Is any of these corpora already being worked on?
What about pre-trained models? For example, ASRs that were trained and tested against WSJ dataset?
Will they be offered? What about the licensing?
Assuming no further training is necessary, will users be able and allowed to use the pre-trained engines?
- We currently don’t have a recipe for CHIME5. Note that we would be very happy if someone does it. We could provide help if needed (but the main development has to be made by an external collaborator, as we are currently working hard toward the release).

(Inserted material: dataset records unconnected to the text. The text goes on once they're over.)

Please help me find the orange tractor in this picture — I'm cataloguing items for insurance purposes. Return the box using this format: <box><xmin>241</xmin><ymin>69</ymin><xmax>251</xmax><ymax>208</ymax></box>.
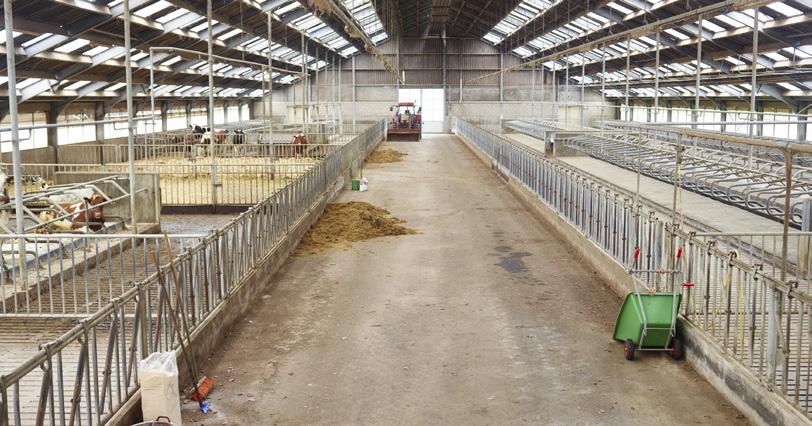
<box><xmin>386</xmin><ymin>102</ymin><xmax>423</xmax><ymax>141</ymax></box>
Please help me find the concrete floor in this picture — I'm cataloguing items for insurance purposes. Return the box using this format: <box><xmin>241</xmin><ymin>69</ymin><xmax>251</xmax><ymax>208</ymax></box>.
<box><xmin>184</xmin><ymin>135</ymin><xmax>745</xmax><ymax>425</ymax></box>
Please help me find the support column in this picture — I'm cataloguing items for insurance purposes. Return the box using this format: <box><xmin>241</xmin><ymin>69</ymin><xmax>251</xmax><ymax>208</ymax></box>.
<box><xmin>95</xmin><ymin>101</ymin><xmax>107</xmax><ymax>164</ymax></box>
<box><xmin>499</xmin><ymin>53</ymin><xmax>505</xmax><ymax>122</ymax></box>
<box><xmin>184</xmin><ymin>101</ymin><xmax>192</xmax><ymax>127</ymax></box>
<box><xmin>352</xmin><ymin>56</ymin><xmax>358</xmax><ymax>126</ymax></box>
<box><xmin>718</xmin><ymin>101</ymin><xmax>727</xmax><ymax>133</ymax></box>
<box><xmin>161</xmin><ymin>101</ymin><xmax>169</xmax><ymax>132</ymax></box>
<box><xmin>45</xmin><ymin>104</ymin><xmax>62</xmax><ymax>164</ymax></box>
<box><xmin>93</xmin><ymin>102</ymin><xmax>107</xmax><ymax>144</ymax></box>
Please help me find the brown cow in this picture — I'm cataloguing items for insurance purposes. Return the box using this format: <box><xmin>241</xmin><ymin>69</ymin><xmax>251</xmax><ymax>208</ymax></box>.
<box><xmin>39</xmin><ymin>194</ymin><xmax>104</xmax><ymax>232</ymax></box>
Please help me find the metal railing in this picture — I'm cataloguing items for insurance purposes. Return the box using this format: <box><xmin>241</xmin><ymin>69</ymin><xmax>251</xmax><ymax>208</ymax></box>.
<box><xmin>8</xmin><ymin>160</ymin><xmax>320</xmax><ymax>206</ymax></box>
<box><xmin>0</xmin><ymin>234</ymin><xmax>206</xmax><ymax>315</ymax></box>
<box><xmin>0</xmin><ymin>121</ymin><xmax>386</xmax><ymax>425</ymax></box>
<box><xmin>452</xmin><ymin>118</ymin><xmax>812</xmax><ymax>415</ymax></box>
<box><xmin>54</xmin><ymin>133</ymin><xmax>354</xmax><ymax>164</ymax></box>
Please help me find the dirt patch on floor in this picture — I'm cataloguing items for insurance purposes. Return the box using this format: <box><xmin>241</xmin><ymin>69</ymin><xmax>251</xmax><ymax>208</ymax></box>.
<box><xmin>296</xmin><ymin>201</ymin><xmax>417</xmax><ymax>255</ymax></box>
<box><xmin>367</xmin><ymin>149</ymin><xmax>406</xmax><ymax>164</ymax></box>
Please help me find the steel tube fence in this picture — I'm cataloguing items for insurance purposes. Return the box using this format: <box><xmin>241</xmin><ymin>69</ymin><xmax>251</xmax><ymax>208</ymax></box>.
<box><xmin>0</xmin><ymin>121</ymin><xmax>386</xmax><ymax>425</ymax></box>
<box><xmin>452</xmin><ymin>118</ymin><xmax>812</xmax><ymax>415</ymax></box>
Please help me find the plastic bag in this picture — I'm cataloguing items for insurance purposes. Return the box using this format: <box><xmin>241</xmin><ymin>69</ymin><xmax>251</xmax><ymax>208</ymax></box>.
<box><xmin>138</xmin><ymin>352</ymin><xmax>182</xmax><ymax>425</ymax></box>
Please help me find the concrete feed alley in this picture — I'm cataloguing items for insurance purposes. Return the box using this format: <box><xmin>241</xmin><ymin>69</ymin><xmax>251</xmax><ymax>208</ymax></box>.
<box><xmin>184</xmin><ymin>135</ymin><xmax>745</xmax><ymax>425</ymax></box>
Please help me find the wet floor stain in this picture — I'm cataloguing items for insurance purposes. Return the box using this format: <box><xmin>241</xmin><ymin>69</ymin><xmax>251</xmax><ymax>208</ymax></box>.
<box><xmin>495</xmin><ymin>246</ymin><xmax>530</xmax><ymax>274</ymax></box>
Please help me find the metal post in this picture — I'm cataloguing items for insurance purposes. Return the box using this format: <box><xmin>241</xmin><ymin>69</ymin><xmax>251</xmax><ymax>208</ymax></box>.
<box><xmin>352</xmin><ymin>56</ymin><xmax>356</xmax><ymax>128</ymax></box>
<box><xmin>601</xmin><ymin>43</ymin><xmax>606</xmax><ymax>138</ymax></box>
<box><xmin>300</xmin><ymin>32</ymin><xmax>308</xmax><ymax>134</ymax></box>
<box><xmin>149</xmin><ymin>48</ymin><xmax>157</xmax><ymax>160</ymax></box>
<box><xmin>499</xmin><ymin>53</ymin><xmax>505</xmax><ymax>123</ymax></box>
<box><xmin>747</xmin><ymin>8</ymin><xmax>759</xmax><ymax>166</ymax></box>
<box><xmin>268</xmin><ymin>12</ymin><xmax>275</xmax><ymax>148</ymax></box>
<box><xmin>691</xmin><ymin>15</ymin><xmax>702</xmax><ymax>129</ymax></box>
<box><xmin>564</xmin><ymin>55</ymin><xmax>570</xmax><ymax>126</ymax></box>
<box><xmin>206</xmin><ymin>0</ymin><xmax>217</xmax><ymax>206</ymax></box>
<box><xmin>336</xmin><ymin>52</ymin><xmax>342</xmax><ymax>133</ymax></box>
<box><xmin>530</xmin><ymin>60</ymin><xmax>536</xmax><ymax>117</ymax></box>
<box><xmin>654</xmin><ymin>30</ymin><xmax>660</xmax><ymax>123</ymax></box>
<box><xmin>3</xmin><ymin>0</ymin><xmax>28</xmax><ymax>266</ymax></box>
<box><xmin>124</xmin><ymin>0</ymin><xmax>138</xmax><ymax>234</ymax></box>
<box><xmin>626</xmin><ymin>37</ymin><xmax>632</xmax><ymax>121</ymax></box>
<box><xmin>581</xmin><ymin>54</ymin><xmax>586</xmax><ymax>128</ymax></box>
<box><xmin>540</xmin><ymin>61</ymin><xmax>545</xmax><ymax>119</ymax></box>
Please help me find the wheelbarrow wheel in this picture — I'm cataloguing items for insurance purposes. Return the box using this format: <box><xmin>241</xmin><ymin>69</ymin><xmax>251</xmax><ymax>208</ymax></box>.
<box><xmin>671</xmin><ymin>338</ymin><xmax>685</xmax><ymax>361</ymax></box>
<box><xmin>623</xmin><ymin>339</ymin><xmax>634</xmax><ymax>361</ymax></box>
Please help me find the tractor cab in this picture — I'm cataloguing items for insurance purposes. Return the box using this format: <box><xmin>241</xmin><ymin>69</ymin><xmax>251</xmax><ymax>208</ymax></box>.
<box><xmin>386</xmin><ymin>102</ymin><xmax>423</xmax><ymax>141</ymax></box>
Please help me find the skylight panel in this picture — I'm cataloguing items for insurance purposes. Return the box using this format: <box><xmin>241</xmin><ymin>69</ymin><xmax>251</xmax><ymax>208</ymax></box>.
<box><xmin>133</xmin><ymin>0</ymin><xmax>172</xmax><ymax>18</ymax></box>
<box><xmin>54</xmin><ymin>38</ymin><xmax>90</xmax><ymax>53</ymax></box>
<box><xmin>781</xmin><ymin>46</ymin><xmax>812</xmax><ymax>59</ymax></box>
<box><xmin>744</xmin><ymin>9</ymin><xmax>773</xmax><ymax>23</ymax></box>
<box><xmin>65</xmin><ymin>80</ymin><xmax>90</xmax><ymax>90</ymax></box>
<box><xmin>697</xmin><ymin>20</ymin><xmax>725</xmax><ymax>33</ymax></box>
<box><xmin>714</xmin><ymin>14</ymin><xmax>752</xmax><ymax>28</ymax></box>
<box><xmin>189</xmin><ymin>19</ymin><xmax>219</xmax><ymax>33</ymax></box>
<box><xmin>161</xmin><ymin>55</ymin><xmax>183</xmax><ymax>67</ymax></box>
<box><xmin>155</xmin><ymin>9</ymin><xmax>193</xmax><ymax>24</ymax></box>
<box><xmin>338</xmin><ymin>45</ymin><xmax>358</xmax><ymax>58</ymax></box>
<box><xmin>483</xmin><ymin>0</ymin><xmax>553</xmax><ymax>45</ymax></box>
<box><xmin>0</xmin><ymin>31</ymin><xmax>22</xmax><ymax>45</ymax></box>
<box><xmin>20</xmin><ymin>33</ymin><xmax>53</xmax><ymax>48</ymax></box>
<box><xmin>607</xmin><ymin>2</ymin><xmax>633</xmax><ymax>15</ymax></box>
<box><xmin>763</xmin><ymin>52</ymin><xmax>787</xmax><ymax>61</ymax></box>
<box><xmin>778</xmin><ymin>82</ymin><xmax>801</xmax><ymax>90</ymax></box>
<box><xmin>665</xmin><ymin>28</ymin><xmax>689</xmax><ymax>40</ymax></box>
<box><xmin>217</xmin><ymin>28</ymin><xmax>242</xmax><ymax>40</ymax></box>
<box><xmin>767</xmin><ymin>2</ymin><xmax>804</xmax><ymax>17</ymax></box>
<box><xmin>82</xmin><ymin>46</ymin><xmax>110</xmax><ymax>57</ymax></box>
<box><xmin>274</xmin><ymin>1</ymin><xmax>299</xmax><ymax>18</ymax></box>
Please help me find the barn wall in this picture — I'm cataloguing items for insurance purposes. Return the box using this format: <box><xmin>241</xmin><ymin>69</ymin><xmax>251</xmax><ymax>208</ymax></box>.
<box><xmin>264</xmin><ymin>38</ymin><xmax>609</xmax><ymax>131</ymax></box>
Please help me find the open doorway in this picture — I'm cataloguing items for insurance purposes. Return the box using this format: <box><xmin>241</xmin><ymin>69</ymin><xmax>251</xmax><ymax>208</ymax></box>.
<box><xmin>398</xmin><ymin>89</ymin><xmax>445</xmax><ymax>133</ymax></box>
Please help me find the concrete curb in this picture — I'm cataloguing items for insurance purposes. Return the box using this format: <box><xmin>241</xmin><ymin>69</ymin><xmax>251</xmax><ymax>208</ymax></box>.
<box><xmin>456</xmin><ymin>130</ymin><xmax>810</xmax><ymax>425</ymax></box>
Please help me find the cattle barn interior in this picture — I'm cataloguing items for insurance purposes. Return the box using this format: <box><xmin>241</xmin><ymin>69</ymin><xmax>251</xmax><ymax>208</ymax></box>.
<box><xmin>0</xmin><ymin>0</ymin><xmax>812</xmax><ymax>426</ymax></box>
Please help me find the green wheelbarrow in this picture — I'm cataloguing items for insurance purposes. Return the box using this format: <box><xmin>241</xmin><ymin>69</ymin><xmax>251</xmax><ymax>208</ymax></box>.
<box><xmin>614</xmin><ymin>247</ymin><xmax>693</xmax><ymax>361</ymax></box>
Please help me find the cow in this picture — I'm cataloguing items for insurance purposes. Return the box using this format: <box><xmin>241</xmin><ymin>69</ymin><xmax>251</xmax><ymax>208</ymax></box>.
<box><xmin>0</xmin><ymin>172</ymin><xmax>14</xmax><ymax>204</ymax></box>
<box><xmin>290</xmin><ymin>133</ymin><xmax>307</xmax><ymax>155</ymax></box>
<box><xmin>39</xmin><ymin>194</ymin><xmax>105</xmax><ymax>232</ymax></box>
<box><xmin>231</xmin><ymin>129</ymin><xmax>245</xmax><ymax>145</ymax></box>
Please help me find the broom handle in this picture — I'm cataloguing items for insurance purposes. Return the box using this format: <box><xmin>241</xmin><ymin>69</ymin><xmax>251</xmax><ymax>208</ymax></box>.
<box><xmin>164</xmin><ymin>231</ymin><xmax>203</xmax><ymax>392</ymax></box>
<box><xmin>152</xmin><ymin>253</ymin><xmax>202</xmax><ymax>402</ymax></box>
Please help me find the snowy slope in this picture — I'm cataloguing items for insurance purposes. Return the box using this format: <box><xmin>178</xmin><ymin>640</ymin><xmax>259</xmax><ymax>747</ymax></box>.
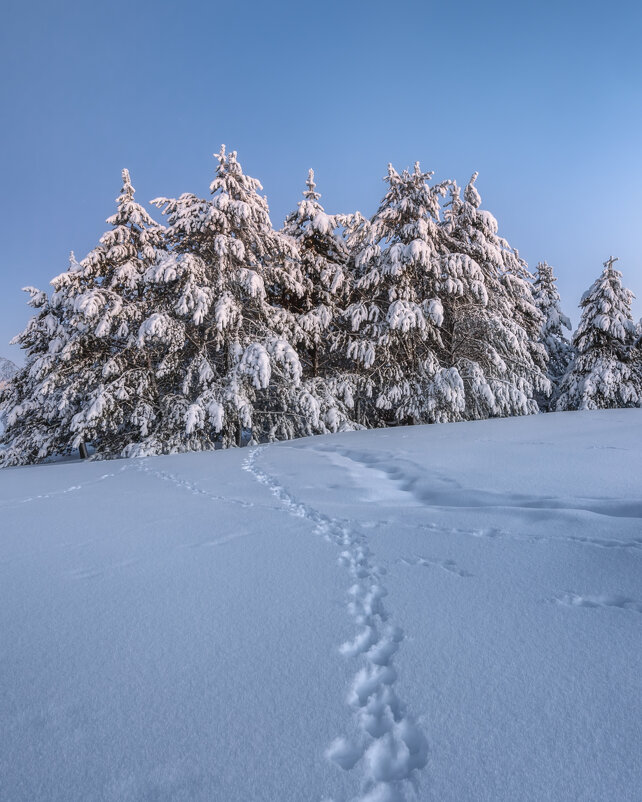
<box><xmin>0</xmin><ymin>410</ymin><xmax>642</xmax><ymax>802</ymax></box>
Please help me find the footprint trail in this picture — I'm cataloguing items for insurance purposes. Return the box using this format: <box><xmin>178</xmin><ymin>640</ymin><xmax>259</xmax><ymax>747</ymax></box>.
<box><xmin>243</xmin><ymin>448</ymin><xmax>428</xmax><ymax>802</ymax></box>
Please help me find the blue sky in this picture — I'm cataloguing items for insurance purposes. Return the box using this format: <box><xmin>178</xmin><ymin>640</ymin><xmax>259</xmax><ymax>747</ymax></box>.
<box><xmin>0</xmin><ymin>0</ymin><xmax>642</xmax><ymax>361</ymax></box>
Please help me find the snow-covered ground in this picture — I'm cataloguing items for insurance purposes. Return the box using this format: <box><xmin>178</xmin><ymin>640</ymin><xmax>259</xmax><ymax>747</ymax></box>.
<box><xmin>0</xmin><ymin>410</ymin><xmax>642</xmax><ymax>802</ymax></box>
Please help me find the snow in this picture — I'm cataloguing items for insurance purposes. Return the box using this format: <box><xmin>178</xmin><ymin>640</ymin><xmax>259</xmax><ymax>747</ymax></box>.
<box><xmin>0</xmin><ymin>409</ymin><xmax>642</xmax><ymax>802</ymax></box>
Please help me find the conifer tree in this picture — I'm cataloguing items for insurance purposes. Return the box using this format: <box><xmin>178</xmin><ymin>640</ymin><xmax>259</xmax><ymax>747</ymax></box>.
<box><xmin>0</xmin><ymin>282</ymin><xmax>70</xmax><ymax>467</ymax></box>
<box><xmin>556</xmin><ymin>257</ymin><xmax>642</xmax><ymax>410</ymax></box>
<box><xmin>346</xmin><ymin>163</ymin><xmax>459</xmax><ymax>426</ymax></box>
<box><xmin>142</xmin><ymin>147</ymin><xmax>304</xmax><ymax>453</ymax></box>
<box><xmin>440</xmin><ymin>173</ymin><xmax>550</xmax><ymax>419</ymax></box>
<box><xmin>1</xmin><ymin>170</ymin><xmax>162</xmax><ymax>461</ymax></box>
<box><xmin>533</xmin><ymin>262</ymin><xmax>573</xmax><ymax>409</ymax></box>
<box><xmin>283</xmin><ymin>170</ymin><xmax>355</xmax><ymax>434</ymax></box>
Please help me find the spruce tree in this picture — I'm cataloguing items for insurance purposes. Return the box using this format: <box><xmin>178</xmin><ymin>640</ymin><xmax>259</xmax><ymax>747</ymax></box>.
<box><xmin>0</xmin><ymin>282</ymin><xmax>70</xmax><ymax>467</ymax></box>
<box><xmin>142</xmin><ymin>147</ymin><xmax>306</xmax><ymax>453</ymax></box>
<box><xmin>5</xmin><ymin>170</ymin><xmax>162</xmax><ymax>462</ymax></box>
<box><xmin>439</xmin><ymin>173</ymin><xmax>550</xmax><ymax>419</ymax></box>
<box><xmin>533</xmin><ymin>262</ymin><xmax>573</xmax><ymax>409</ymax></box>
<box><xmin>555</xmin><ymin>257</ymin><xmax>642</xmax><ymax>410</ymax></box>
<box><xmin>345</xmin><ymin>163</ymin><xmax>460</xmax><ymax>427</ymax></box>
<box><xmin>283</xmin><ymin>170</ymin><xmax>355</xmax><ymax>434</ymax></box>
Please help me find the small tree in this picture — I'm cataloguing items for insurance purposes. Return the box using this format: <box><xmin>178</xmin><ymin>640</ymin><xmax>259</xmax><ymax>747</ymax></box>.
<box><xmin>533</xmin><ymin>262</ymin><xmax>573</xmax><ymax>409</ymax></box>
<box><xmin>555</xmin><ymin>257</ymin><xmax>642</xmax><ymax>410</ymax></box>
<box><xmin>283</xmin><ymin>170</ymin><xmax>356</xmax><ymax>434</ymax></box>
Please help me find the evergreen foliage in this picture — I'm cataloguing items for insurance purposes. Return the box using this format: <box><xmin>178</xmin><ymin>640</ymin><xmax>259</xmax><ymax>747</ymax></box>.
<box><xmin>345</xmin><ymin>162</ymin><xmax>448</xmax><ymax>427</ymax></box>
<box><xmin>0</xmin><ymin>147</ymin><xmax>642</xmax><ymax>465</ymax></box>
<box><xmin>533</xmin><ymin>262</ymin><xmax>573</xmax><ymax>408</ymax></box>
<box><xmin>440</xmin><ymin>173</ymin><xmax>550</xmax><ymax>420</ymax></box>
<box><xmin>556</xmin><ymin>257</ymin><xmax>642</xmax><ymax>410</ymax></box>
<box><xmin>2</xmin><ymin>170</ymin><xmax>163</xmax><ymax>464</ymax></box>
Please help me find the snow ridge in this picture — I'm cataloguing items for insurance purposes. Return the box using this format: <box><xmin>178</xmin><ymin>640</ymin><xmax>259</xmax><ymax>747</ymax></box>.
<box><xmin>243</xmin><ymin>448</ymin><xmax>428</xmax><ymax>802</ymax></box>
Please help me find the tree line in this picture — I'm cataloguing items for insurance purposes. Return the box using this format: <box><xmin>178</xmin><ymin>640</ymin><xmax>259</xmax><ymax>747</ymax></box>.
<box><xmin>0</xmin><ymin>147</ymin><xmax>642</xmax><ymax>465</ymax></box>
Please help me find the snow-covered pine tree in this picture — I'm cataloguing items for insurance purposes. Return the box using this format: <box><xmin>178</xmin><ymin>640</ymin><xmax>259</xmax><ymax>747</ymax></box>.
<box><xmin>345</xmin><ymin>163</ymin><xmax>452</xmax><ymax>427</ymax></box>
<box><xmin>0</xmin><ymin>286</ymin><xmax>71</xmax><ymax>467</ymax></box>
<box><xmin>283</xmin><ymin>170</ymin><xmax>355</xmax><ymax>434</ymax></box>
<box><xmin>1</xmin><ymin>170</ymin><xmax>162</xmax><ymax>462</ymax></box>
<box><xmin>146</xmin><ymin>147</ymin><xmax>306</xmax><ymax>453</ymax></box>
<box><xmin>555</xmin><ymin>257</ymin><xmax>642</xmax><ymax>410</ymax></box>
<box><xmin>59</xmin><ymin>170</ymin><xmax>164</xmax><ymax>457</ymax></box>
<box><xmin>533</xmin><ymin>261</ymin><xmax>573</xmax><ymax>409</ymax></box>
<box><xmin>439</xmin><ymin>173</ymin><xmax>550</xmax><ymax>420</ymax></box>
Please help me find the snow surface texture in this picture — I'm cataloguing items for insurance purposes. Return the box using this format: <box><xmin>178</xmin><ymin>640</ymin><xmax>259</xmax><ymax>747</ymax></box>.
<box><xmin>0</xmin><ymin>409</ymin><xmax>642</xmax><ymax>802</ymax></box>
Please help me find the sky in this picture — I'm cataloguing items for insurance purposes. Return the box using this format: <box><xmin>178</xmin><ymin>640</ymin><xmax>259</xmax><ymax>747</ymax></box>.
<box><xmin>0</xmin><ymin>0</ymin><xmax>642</xmax><ymax>363</ymax></box>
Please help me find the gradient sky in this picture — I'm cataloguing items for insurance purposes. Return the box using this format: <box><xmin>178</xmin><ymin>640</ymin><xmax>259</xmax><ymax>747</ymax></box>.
<box><xmin>0</xmin><ymin>0</ymin><xmax>642</xmax><ymax>362</ymax></box>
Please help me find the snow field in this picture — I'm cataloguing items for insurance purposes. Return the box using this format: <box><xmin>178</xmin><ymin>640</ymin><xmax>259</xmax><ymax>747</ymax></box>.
<box><xmin>0</xmin><ymin>410</ymin><xmax>642</xmax><ymax>802</ymax></box>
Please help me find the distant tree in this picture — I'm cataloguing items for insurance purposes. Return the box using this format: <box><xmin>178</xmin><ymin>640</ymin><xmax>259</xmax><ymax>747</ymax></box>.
<box><xmin>533</xmin><ymin>262</ymin><xmax>573</xmax><ymax>409</ymax></box>
<box><xmin>555</xmin><ymin>257</ymin><xmax>642</xmax><ymax>410</ymax></box>
<box><xmin>439</xmin><ymin>173</ymin><xmax>550</xmax><ymax>419</ymax></box>
<box><xmin>345</xmin><ymin>163</ymin><xmax>460</xmax><ymax>426</ymax></box>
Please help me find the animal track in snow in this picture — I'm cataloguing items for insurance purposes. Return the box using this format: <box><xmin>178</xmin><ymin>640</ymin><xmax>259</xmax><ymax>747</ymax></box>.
<box><xmin>0</xmin><ymin>465</ymin><xmax>129</xmax><ymax>509</ymax></box>
<box><xmin>243</xmin><ymin>448</ymin><xmax>428</xmax><ymax>802</ymax></box>
<box><xmin>399</xmin><ymin>556</ymin><xmax>474</xmax><ymax>577</ymax></box>
<box><xmin>138</xmin><ymin>458</ymin><xmax>254</xmax><ymax>508</ymax></box>
<box><xmin>551</xmin><ymin>593</ymin><xmax>642</xmax><ymax>613</ymax></box>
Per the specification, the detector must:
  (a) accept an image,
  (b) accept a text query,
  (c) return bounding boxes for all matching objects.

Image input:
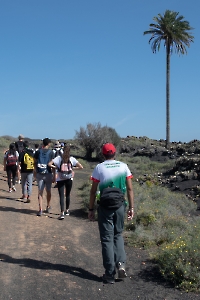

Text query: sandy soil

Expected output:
[0,166,200,300]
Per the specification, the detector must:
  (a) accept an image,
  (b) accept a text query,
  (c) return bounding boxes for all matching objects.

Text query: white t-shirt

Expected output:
[91,159,133,193]
[53,156,78,181]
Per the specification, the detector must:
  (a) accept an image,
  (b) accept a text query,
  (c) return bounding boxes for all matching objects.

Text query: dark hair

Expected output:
[9,143,16,155]
[62,145,70,164]
[24,141,29,148]
[42,138,51,146]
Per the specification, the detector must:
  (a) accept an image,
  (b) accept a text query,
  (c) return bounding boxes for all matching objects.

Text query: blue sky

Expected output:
[0,0,200,142]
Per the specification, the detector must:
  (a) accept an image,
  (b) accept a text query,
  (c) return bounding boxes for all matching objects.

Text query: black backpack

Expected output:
[98,187,125,209]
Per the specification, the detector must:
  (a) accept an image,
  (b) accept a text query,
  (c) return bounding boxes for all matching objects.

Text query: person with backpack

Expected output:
[53,141,63,188]
[4,143,19,193]
[48,145,83,220]
[19,141,34,203]
[34,138,54,216]
[15,134,24,183]
[88,143,134,284]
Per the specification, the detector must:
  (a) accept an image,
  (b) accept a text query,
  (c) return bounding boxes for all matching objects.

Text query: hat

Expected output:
[54,141,61,148]
[18,134,24,140]
[102,143,116,155]
[42,138,51,146]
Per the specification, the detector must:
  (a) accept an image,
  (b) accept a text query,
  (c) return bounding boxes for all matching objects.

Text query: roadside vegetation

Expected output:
[0,130,200,292]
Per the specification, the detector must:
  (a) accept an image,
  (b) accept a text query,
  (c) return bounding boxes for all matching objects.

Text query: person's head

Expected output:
[24,141,29,148]
[9,143,16,154]
[62,145,70,163]
[102,143,116,159]
[18,134,24,141]
[42,138,51,147]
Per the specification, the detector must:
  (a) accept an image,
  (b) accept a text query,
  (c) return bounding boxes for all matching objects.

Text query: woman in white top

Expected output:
[48,145,83,220]
[4,143,19,193]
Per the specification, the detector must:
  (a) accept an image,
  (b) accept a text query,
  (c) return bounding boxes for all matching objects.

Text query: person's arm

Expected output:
[88,181,99,221]
[126,178,134,220]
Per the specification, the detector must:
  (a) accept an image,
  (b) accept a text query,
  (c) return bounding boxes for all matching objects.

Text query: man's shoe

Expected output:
[58,213,65,220]
[102,274,115,284]
[117,262,127,279]
[37,210,42,217]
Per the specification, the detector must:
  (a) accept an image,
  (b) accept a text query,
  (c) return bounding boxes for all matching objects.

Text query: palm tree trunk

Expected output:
[166,42,170,149]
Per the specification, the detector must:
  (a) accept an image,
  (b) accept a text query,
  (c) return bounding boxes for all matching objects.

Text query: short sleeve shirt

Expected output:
[91,159,133,193]
[34,149,54,173]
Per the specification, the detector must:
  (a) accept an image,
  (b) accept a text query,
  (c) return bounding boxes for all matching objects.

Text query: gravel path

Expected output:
[0,166,200,300]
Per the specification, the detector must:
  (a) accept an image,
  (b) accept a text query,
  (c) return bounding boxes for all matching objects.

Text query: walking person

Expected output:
[53,141,63,188]
[49,145,83,220]
[15,134,24,183]
[34,138,54,216]
[19,141,34,203]
[4,143,19,193]
[88,143,134,283]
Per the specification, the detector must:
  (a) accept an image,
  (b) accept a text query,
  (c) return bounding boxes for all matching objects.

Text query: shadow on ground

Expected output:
[0,253,102,282]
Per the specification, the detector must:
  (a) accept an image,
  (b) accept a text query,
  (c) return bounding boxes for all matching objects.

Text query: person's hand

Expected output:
[127,208,134,221]
[88,210,95,221]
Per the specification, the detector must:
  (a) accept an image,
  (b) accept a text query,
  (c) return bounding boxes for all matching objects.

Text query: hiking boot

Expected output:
[117,262,127,279]
[37,210,42,217]
[45,206,51,213]
[102,274,115,284]
[65,209,70,216]
[58,213,65,220]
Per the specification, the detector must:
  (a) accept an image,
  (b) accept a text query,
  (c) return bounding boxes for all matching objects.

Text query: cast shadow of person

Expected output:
[0,253,102,282]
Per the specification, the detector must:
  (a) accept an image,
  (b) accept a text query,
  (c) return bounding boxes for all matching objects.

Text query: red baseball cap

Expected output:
[102,143,116,155]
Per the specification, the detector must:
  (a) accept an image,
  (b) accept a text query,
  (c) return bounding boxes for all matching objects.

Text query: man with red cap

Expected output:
[88,143,134,283]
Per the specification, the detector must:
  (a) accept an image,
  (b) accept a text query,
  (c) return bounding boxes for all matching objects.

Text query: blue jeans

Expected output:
[21,173,33,197]
[98,205,126,275]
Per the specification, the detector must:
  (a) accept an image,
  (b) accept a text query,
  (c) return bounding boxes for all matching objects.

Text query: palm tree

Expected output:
[144,10,194,148]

- Pretrained models are being integrated for example, see our HuggingFace repository: speechbrain (SpeechBrain) . If you want to give it a try, you simply need to fetch this branch: https://github.com/speechbrain/speechbrain/pull/534 . Hopefully, we will integrate this feature before next Wednesday. With respect to your WSJ question, what you could do is: Look at the PR I gave you, especially the LibriSpeecg Seq2seq recipe (train folder). You will see that we now have a (pre-trainer). We will provide a tutorial soon. But the idea is that you could easily build a recipe for WSJ where you load the ASR or LM part of a pre-trained LibriSpeech model and try it. Building new recipes is the hardest part as you need to multithread Human Resources Usually, this grows once the toolkit is released (very soon now).
- We will never host any dataset that isn’t “open-sourced”. This is terrible for the speech community, but we still need to go through LDC for some of the datasets … However, more and more datasets are now released without any prohibitive licensing scheme (CommonVoice, VoxPopuli …)
- This is a very good question. I think that from a legal perspective, you can definitely use a pretrained model as you don’t any access to the data.
Thank you for your replies.
I can try to make a recipe for the CHiME 5 dataset.
Unfortunately, I am not very familiar with the codebase and would need some help
or documentation about the hierarchy, project tree, or just UML schematics that describe the interconnects between the different modules.
Also, a template recipe example can be very useful.
Right, thanks for that. What you can do:
- Starts with properly reviewing the basic tutorials: SpeechBrain You need to understand properly these ones to be able to perfectly grasp the toolkit. I believe that all tutorials can be understood in less than 1H.
- Then two choices: either you jump into a big recipe directly (like CommonVoice) or you prefer to start with a simpler template such as the one provided here: https://github.com/speechbrain/speechbrain/tree/develop/templates .
- To get some help: Simply consider forking the repository and opening a Pull Request. Contribution instructions are given here: Contributing — SpeechBrain 0.0.0 documentation This will help you setting everything properly so you can contribute This will allow you to see your code and maybe relate more easily to your problems if you have some.
Having a recipe for CHiME 5 and CHiME6 would be super cool! I know @popcornell was interest in that as well…